I honestly can't fathom why New York kids want to grow up so fast, and hearing discussions from my classmates about doing this or that with their partners when we were only nine was really uncomfortable. I remember being asked if I was a virgin around the second or third week of starting the fifth grade, and I luckily answered correctly. My discomfort and curiosity only grew from there. I had zero interest in dating despite my surroundings but it also came from fear too that I didn't know I had until late into high school.
Because I grew up trusting neither I blindly hid behind the lie I'd tell myself and my friends that I'd date whoever, the gender didn't matter. At one point I did firmly believe this but the reality was that I trusted boys more than I did girls and I feared girls more than I did boys. I had very little female friends and I always felt more at ease with the boys, not always but there were the select few. I had plenty of experiences to tell me why I felt this way but I refused to acknowledge it until I was forced too and I wasn't ready for it. When I had my unwilling first kiss from a boy in middle school, I cried and I felt violated but when I kissed a girl accidentally in highschool I laughed it off and felt very confused. This was before I had my first relationship and still had very little interest in dating so I brushed it off but unfortunately, It started to manifest itself into internalized homophobia. Love is love that's how I always looked at it. I've always been a huge supporter of the LGTBQ community but sadly when it came to me, it was an entirely different story.
My sexuality was never at the forefront of my mind so when things started to come up, it baffled me but also gave me a lot of clarity along the way.
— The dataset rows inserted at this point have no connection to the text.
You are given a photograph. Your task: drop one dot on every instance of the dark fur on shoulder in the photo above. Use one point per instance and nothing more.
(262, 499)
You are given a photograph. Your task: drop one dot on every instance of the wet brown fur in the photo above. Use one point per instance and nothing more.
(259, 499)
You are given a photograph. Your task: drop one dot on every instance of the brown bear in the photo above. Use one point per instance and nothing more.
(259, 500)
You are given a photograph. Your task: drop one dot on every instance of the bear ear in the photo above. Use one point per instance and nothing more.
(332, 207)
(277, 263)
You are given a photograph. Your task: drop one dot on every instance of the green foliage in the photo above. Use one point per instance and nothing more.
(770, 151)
On top of my own denial, my fear came from me being raised into catholicism. I was w0rried about the possible judgment Id receive if I even brought up the topic. My family was also conservative and traditional, well at least my dad is; my mom was always a bit more flexible and my character was always put into question so the stronger my facade had to be to avoid ever having to tell my family.
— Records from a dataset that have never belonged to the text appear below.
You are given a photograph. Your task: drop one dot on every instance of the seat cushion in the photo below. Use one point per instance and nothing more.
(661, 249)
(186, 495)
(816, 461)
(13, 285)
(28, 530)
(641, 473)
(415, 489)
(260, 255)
This was my reality for several years, but I grew tired of feeling uncomfortable in my own home, in my own skin, and strangely enough, dealing with a breakup is what pushed me to come out. My ex told me this once while we were dating "You know, we've been together six months and I still know very little about you" when I remembered that a thought came to me and it was simply "how long do I intend to deceive myself." The first person I had to come out to was myself before anything else and once I did I just went down the list of who I wanted to know and who it was important for them to know. I didn't tell many, my close friends, some family, and some who were no longer in my life but wanted them to know except one person of importance doesn't know. My dad, I'm still terrified to tell him even though I'm very sure he's been speculating for quite some time, after all, I haven't exactly gone to great lengths to hide anymore since that day. I'll tell him one day though when I'm ready for that part of my coming out story to have an official ending.
I behave now in a way solely based on how I feel a little feminine, a little masculine, or both some days. I chopped my hair off which was liberating, fully embracing my "lack of" feminity, dressed as I pleased without worrying about the opinions of others. I'm finally able to start learning about myself in a light that I closed myself off from for so long and I couldn't be happier with or without his acceptance.